"Sound lak de spreeng, eh?" grinned Baptiste.

"We'll run into a calm in the morning," Pete Connear prophesied knowingly. "She's been blowin' for fifty hours now. You'll see the wind drop about midnight."

Verenne made a gesture of unbelief. "Mebbe," he grunted, "mebbe."

"I know it," growled Connear. "Let me tell you, Frenchy, that I've weathered more gales than you ever heard of. It'll be calm to-morrow and colder than a Belle Isle ice-berg." He lighted the pipe he had filled and lay back within the heat circle blowing clouds of contentment.

Dunvegan dressed hastily. He was anxious to get out and go through his interview with the Factor in order that he might then have some time to pay a visit to a certain small cabin below the Chapel. He had not seen Edwin Glyndon, the clerk when he came in. Bruce wondered jealously if the young Englishman was at the Lazard home. The words of Basil Dreaulond, given as a friendly hint, had worked in him with the yeast of unrest, stirring up misgivings, forebodings, positive fears.
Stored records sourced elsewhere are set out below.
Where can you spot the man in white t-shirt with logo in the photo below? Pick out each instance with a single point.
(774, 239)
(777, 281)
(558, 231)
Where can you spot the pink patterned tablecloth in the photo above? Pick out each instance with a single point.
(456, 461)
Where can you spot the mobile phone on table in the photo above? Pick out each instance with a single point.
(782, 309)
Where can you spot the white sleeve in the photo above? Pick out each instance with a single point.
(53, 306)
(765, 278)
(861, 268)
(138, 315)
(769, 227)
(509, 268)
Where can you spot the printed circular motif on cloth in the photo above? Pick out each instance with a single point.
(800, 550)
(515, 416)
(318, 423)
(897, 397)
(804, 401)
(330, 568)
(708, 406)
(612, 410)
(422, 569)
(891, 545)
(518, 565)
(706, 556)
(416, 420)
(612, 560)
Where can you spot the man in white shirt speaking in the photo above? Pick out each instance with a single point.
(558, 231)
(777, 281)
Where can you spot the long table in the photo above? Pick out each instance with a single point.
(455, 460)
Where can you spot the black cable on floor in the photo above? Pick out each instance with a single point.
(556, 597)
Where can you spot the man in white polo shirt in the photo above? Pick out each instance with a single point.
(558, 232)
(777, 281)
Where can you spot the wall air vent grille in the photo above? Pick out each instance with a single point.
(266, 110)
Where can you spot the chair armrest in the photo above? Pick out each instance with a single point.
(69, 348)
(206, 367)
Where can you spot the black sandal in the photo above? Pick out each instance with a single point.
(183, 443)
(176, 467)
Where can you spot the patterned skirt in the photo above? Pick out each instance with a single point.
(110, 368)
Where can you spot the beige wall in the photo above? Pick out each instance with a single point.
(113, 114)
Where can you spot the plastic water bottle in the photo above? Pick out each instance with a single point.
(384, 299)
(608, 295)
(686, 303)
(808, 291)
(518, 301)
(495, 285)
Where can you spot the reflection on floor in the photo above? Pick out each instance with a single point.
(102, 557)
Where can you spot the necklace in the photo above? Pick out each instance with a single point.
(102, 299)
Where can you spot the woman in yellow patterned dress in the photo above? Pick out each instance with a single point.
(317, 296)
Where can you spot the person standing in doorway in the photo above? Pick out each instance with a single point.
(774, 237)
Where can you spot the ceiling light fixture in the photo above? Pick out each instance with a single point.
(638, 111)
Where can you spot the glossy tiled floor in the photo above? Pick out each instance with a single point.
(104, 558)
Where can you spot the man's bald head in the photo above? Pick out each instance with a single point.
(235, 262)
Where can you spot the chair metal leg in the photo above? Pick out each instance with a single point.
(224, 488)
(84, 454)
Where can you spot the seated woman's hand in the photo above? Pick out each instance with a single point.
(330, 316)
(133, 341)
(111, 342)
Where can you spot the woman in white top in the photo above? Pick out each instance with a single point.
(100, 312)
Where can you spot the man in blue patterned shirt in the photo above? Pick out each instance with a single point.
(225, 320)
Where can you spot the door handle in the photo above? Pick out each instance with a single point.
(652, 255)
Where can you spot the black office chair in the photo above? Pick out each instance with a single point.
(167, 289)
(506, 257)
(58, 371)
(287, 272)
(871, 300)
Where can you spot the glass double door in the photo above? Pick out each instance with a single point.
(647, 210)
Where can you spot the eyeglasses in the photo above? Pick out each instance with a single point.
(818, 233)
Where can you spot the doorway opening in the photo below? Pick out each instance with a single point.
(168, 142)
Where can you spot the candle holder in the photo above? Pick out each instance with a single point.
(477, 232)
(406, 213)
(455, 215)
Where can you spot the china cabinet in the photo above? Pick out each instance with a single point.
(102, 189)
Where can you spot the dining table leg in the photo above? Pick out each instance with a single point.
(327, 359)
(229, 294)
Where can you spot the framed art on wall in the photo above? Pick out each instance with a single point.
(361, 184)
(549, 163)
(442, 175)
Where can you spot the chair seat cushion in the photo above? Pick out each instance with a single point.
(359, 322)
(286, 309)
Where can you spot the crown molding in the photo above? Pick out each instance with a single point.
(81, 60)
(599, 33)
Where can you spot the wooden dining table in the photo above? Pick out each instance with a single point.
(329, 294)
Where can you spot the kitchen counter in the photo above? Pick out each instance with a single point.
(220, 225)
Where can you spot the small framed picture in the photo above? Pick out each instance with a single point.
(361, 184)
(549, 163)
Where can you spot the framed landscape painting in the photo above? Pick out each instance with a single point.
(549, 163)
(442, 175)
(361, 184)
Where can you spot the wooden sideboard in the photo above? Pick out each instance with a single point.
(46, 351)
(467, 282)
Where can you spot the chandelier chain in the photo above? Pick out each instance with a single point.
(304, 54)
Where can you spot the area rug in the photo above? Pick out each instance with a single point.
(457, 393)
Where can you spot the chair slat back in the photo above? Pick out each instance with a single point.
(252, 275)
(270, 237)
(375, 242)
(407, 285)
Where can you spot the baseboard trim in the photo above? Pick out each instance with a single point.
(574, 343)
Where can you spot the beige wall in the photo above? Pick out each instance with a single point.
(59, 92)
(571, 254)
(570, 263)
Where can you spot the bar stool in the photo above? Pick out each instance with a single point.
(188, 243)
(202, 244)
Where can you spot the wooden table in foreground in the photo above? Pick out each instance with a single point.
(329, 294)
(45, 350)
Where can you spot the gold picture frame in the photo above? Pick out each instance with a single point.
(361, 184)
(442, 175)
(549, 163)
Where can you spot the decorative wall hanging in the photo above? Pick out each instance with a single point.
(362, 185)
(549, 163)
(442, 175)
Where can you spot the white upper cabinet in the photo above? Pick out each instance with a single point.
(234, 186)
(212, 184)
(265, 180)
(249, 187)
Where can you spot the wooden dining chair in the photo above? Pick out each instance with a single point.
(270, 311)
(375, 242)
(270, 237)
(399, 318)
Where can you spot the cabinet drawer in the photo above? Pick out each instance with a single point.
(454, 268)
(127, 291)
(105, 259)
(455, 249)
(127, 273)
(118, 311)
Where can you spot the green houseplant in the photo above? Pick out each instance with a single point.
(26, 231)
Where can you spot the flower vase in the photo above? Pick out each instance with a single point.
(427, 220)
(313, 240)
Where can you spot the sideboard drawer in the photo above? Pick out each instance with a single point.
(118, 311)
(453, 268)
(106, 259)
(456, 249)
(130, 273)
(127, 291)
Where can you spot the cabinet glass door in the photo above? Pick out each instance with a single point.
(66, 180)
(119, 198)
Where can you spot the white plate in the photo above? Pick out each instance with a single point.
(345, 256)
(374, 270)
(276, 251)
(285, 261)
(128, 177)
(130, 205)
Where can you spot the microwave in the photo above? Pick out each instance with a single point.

When Bruce crossed the trading room, he looked for Glyndon again, but the latter was not to be seen.

"Where's the clerk?" he asked, addressing his retainers sprawling close to the ruddy logs in the fireplace.

"Don't know," Connear answered. "I haven't seen him. Guess he's with the other Oxford House men. They're over at the store. Old Donald's gone across to start the packing."

"Better have your things dry and your gear all ready to-night," was the chief trader's parting advice. "Unless there is a change of plans, we start at dawn for Fort Brondel."

While he made his way to the Factor's house, the terrific wind seemed lessening in velocity, and the snow was settling in straighter lines. Yet the swaying forest held its dejected droop. The air had still that voice of wild desolation, symbolic of sorrow, of heart-break, of desecration.